U. Illinois implements 'Pass COVID/No Pass COVID' grading scale to 'help ease the stress'
The University of Illinois University Senate voted to implement a “Pass COVID / No Pass COVID” grading scale for the spring semester.
Some students and faculty expressed concern that the grading scale will negatively affect some majors.
The University of Illinois University Senate voted to implement a more lenient grading policy for the spring 2021 semester, despite the pandemic starting nearly one year ago.
According to the Daily Illini, students can choose to be graded on a “Pass COVID/No Pass COVID” grading scale. Unlike the previous Credit/No Credit policy, students who earn as low as a D- will receive credit for the course, and the grade will not affect their GPA.
Students who earn below a D- will have the option to receive a grade of “No Pass COVID,” whereas students who receive a D- or higher can elect to receive a “Pass COVID” grade.
Students who opt for “No Pass COVID” will not receive credit for the course and the F will not be calculated in their GPA.
”We have learned that students who earned grades of D (D+, D, D-) over the last two semesters have struggled trying to understand if they should have elected CR/NC or not,” the proposal noted.
“The modifications have been written with the belief they may help ease the stress and anxiety of our higher achieving students,” the proposal also stated, according to the Champaign News-Gazette.
The proposal extended the deadline to drop a course to 11:59 p.m. on May 5, which is the last day of instruction for classes.

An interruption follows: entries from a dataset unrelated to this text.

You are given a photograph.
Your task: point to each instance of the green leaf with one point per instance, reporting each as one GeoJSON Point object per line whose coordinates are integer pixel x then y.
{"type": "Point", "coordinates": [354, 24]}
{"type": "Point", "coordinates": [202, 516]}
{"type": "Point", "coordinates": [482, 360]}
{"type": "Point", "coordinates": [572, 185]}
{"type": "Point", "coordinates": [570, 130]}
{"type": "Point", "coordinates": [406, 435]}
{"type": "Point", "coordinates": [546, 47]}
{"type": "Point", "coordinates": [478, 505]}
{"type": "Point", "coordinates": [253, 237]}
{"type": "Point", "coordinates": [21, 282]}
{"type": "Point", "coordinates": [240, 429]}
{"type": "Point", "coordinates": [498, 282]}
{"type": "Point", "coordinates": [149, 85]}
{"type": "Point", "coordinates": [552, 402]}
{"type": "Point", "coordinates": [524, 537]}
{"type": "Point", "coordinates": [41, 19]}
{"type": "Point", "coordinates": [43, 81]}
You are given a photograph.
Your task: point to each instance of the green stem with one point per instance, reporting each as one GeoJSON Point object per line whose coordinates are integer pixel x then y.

Students and professors voiced concerns about the proposal at the senate meeting.
Some expressed concern that the new policy will negatively affect certain majors, such as education, which require students to achieve grades of C- or higher to get into further educational programs or receive certain certifications.
Ignoring these concerns, student senator Dana Yun claims “in the grand scheme of our entire student population,” the proposal will do more good than harm, according to the Daily Illini.
“I think we have to recognize that we may have saved lives,” Yun said. “And I think that’s so powerful.”